A thin uniform rod (length = 1.3 m, mass = 4.1 kg) is pivoted about a horizontal frictionless pin through one of its ends. The moment of inertia of the rod through this axis is
1/3 m L2.
The rod is released when it is 55° below the horizontal. What is the angular acceleration of the rod at the instant it is released?
angular acceleration
= (Torque)/(Moment of Inertia)
= (M*g*cos55*L/2)/[(1/3)*M*L^2)
= (3/2)*cos55*g/L = 6.5 s^-2
To find the angular acceleration of the rod at the instant it is released, we can use the principle of conservation of energy.

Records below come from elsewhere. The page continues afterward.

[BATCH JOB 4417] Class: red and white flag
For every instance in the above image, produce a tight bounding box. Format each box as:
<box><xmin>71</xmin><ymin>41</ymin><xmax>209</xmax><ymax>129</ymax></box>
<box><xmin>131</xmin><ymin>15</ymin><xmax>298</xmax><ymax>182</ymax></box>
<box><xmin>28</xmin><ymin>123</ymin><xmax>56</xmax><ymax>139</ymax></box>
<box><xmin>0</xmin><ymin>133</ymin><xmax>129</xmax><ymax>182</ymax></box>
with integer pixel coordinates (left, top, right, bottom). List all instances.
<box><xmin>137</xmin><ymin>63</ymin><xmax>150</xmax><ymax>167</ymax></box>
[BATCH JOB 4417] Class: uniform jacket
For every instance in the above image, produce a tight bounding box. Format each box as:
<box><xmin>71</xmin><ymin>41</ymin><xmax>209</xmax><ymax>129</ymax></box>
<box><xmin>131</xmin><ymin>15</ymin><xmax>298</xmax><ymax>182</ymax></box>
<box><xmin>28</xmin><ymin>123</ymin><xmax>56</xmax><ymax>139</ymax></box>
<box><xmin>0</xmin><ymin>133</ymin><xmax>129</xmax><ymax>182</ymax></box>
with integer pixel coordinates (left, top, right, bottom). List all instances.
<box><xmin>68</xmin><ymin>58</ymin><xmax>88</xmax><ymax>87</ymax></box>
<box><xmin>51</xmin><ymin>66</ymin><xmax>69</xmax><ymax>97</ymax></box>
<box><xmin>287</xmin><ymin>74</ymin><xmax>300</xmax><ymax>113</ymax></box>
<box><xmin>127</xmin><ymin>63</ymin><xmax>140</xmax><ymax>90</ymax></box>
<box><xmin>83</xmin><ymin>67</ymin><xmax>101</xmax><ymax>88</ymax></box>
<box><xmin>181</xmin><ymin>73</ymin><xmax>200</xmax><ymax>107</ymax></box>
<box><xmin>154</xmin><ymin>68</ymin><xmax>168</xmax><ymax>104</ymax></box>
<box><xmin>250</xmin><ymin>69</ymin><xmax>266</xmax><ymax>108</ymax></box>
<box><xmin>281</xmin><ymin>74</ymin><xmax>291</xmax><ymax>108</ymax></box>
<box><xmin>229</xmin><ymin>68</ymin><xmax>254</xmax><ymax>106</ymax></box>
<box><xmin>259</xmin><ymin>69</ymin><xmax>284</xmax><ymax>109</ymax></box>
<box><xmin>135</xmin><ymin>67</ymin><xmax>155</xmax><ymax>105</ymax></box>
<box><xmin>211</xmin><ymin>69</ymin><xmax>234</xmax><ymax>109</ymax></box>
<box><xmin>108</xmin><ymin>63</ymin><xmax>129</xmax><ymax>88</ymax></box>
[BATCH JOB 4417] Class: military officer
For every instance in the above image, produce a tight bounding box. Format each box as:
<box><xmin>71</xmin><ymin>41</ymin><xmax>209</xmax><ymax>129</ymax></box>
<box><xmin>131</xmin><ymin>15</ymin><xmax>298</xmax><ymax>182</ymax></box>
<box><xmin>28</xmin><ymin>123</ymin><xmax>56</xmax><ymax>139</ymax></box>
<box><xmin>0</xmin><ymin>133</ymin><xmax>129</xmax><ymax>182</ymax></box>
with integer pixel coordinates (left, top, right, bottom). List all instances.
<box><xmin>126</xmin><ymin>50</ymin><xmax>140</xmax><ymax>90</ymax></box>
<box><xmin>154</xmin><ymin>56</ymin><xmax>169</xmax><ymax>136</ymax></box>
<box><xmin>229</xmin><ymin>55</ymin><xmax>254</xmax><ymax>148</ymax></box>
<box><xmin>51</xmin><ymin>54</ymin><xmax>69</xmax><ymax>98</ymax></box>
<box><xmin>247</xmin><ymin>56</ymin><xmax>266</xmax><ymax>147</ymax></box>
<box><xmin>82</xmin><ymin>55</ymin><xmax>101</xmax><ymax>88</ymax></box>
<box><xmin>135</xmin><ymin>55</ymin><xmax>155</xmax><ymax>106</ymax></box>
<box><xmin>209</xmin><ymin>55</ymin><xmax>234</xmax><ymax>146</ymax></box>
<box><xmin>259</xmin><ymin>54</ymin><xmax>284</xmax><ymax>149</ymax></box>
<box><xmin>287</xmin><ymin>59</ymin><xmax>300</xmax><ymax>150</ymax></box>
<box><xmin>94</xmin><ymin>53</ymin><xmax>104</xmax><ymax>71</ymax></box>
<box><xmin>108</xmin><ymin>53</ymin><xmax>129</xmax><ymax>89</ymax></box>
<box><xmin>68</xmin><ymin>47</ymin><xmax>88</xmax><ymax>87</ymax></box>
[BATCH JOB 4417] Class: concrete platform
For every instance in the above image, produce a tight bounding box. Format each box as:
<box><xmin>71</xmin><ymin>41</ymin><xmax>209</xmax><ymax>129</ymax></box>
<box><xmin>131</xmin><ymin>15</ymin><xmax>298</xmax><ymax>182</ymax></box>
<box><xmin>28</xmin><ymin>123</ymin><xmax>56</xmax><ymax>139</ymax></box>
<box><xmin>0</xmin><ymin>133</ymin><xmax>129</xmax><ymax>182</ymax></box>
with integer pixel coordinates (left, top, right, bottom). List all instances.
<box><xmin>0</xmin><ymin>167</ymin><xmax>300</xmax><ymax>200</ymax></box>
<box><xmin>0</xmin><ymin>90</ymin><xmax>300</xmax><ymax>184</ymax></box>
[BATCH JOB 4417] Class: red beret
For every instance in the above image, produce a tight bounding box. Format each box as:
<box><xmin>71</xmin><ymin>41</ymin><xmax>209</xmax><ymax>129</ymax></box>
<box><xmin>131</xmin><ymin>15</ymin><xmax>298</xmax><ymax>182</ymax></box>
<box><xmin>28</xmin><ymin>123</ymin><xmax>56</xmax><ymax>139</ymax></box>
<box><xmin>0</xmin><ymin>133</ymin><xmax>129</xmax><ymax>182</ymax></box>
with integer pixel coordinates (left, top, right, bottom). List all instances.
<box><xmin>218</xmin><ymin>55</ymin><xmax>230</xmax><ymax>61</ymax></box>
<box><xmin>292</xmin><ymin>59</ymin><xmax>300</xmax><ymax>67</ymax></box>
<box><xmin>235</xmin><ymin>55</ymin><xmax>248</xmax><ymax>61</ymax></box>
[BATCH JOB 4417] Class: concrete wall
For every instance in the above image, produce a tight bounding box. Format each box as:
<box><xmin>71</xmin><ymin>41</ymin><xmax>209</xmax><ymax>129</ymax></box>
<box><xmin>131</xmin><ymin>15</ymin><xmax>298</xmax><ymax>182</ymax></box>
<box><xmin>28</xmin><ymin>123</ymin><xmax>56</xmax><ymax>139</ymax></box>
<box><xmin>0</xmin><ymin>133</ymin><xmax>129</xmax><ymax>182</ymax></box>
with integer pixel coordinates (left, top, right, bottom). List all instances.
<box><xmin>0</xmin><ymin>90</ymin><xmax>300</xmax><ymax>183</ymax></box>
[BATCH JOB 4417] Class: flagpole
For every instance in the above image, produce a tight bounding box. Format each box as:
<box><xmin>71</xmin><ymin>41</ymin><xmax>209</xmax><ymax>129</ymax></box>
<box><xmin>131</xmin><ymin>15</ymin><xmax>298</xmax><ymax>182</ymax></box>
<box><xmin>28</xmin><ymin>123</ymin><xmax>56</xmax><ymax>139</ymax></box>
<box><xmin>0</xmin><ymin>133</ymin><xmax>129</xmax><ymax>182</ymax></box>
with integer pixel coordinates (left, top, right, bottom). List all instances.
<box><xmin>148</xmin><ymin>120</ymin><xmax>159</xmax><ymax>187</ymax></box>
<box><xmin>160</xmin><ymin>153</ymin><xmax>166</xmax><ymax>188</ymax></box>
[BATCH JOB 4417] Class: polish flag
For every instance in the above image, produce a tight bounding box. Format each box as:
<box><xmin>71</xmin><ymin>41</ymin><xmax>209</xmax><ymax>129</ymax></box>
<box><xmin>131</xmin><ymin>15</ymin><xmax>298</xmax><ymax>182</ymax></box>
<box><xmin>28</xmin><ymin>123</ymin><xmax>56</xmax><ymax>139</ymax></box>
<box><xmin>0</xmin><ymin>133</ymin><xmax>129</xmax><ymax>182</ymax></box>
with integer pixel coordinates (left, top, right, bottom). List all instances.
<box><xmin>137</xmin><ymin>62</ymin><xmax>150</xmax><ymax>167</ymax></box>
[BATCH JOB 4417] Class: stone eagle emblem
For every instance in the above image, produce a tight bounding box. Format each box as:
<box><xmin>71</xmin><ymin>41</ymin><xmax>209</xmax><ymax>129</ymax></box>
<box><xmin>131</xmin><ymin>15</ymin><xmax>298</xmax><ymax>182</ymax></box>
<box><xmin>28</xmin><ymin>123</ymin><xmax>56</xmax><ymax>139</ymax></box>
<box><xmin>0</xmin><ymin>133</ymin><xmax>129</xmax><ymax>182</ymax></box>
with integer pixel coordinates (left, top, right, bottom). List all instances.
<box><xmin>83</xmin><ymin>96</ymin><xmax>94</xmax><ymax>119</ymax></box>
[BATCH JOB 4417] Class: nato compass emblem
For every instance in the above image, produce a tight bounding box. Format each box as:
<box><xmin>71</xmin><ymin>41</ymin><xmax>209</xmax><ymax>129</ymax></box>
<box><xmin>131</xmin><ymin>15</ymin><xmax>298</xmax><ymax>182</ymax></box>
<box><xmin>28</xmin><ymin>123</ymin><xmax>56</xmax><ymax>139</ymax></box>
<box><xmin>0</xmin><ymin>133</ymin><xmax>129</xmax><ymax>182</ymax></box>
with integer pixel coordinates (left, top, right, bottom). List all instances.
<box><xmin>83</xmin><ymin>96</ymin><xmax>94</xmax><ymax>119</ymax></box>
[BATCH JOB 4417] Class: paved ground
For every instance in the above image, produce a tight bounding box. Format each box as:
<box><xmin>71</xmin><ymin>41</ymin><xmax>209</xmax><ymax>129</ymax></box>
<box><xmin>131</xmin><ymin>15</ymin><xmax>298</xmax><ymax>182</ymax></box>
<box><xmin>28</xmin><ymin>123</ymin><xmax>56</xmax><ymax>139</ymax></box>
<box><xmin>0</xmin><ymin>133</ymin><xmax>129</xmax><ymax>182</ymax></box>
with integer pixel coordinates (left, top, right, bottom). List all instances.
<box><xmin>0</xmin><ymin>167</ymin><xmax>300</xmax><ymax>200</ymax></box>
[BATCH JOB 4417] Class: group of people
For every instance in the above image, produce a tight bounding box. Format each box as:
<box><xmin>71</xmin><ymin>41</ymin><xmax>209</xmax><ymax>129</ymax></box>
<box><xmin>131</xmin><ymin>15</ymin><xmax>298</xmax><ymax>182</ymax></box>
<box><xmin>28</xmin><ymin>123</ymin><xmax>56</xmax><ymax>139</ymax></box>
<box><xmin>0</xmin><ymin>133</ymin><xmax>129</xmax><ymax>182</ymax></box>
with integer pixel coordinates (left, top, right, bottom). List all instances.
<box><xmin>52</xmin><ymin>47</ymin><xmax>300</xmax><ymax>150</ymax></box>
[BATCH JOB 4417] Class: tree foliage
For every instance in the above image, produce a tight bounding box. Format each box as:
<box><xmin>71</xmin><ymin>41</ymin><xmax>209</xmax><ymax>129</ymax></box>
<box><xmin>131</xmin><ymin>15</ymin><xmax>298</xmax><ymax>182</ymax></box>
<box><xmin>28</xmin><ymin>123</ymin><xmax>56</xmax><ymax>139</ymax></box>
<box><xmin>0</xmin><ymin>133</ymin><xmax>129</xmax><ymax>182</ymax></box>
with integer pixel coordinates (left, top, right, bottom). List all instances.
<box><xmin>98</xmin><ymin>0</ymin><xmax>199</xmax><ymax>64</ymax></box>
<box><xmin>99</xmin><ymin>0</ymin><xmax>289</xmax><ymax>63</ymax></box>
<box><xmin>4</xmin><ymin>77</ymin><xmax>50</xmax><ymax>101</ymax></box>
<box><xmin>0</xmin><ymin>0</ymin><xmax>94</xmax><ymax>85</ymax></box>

The potential energy of the rod when it is released is converted into rotational kinetic energy. The formula for rotational kinetic energy is given by:
K_rot = (1/2) I ω^2
where K_rot is the rotational kinetic energy, I is the moment of inertia of the rod, and ω is the angular velocity of the rod.
Since the rod is released from rest, its initial angular velocity ω_0 is 0. The final angular velocity ω can be calculated using the conservation of energy equation:
mgh = (1/2) I ω^2
where m is the mass of the rod, g is the acceleration due to gravity, and h is the vertical height from the pivot point to the lower end of the rod.
In this case, the height h can be calculated by multiplying the length of the rod L by the sine of the angle θ:
h = L sin(θ)
Substituting this into the conservation of energy equation:
mgh = (1/2) I ω^2
mLg sin(θ) = (1/2) I ω^2
Now, we can substitute the values given:
m = 4.1 kg
L = 1.3 m
g = 9.8 m/s^2
θ = 55°
I = (1/3) mL^2
Substituting the values into the equation:
(4.1 kg)(1.3 m)(9.8 m/s^2) sin(55°) = (1/2) [(1/3) (4.1 kg)(1.3 m)^2] ω^2
Simplifying the equation:
21.481 N = (1/6) (8.533 kg m^2) ω^2
Now, we can solve for ω^2:
ω^2 = (21.481 N) x (2) / (8.533 kg m^2)
ω^2 = 5.393 rad^2/s^2
Finally, we can calculate the angular acceleration α using the equation:
α = ω / t
Since the rod is released, the initial angular velocity ω_0 is 0, and we assume it reaches the final angular velocity ω instantaneously. Therefore, the time t is also 0.
Thus, the angular acceleration α of the rod at the instant it is released is 0 rad/s^2.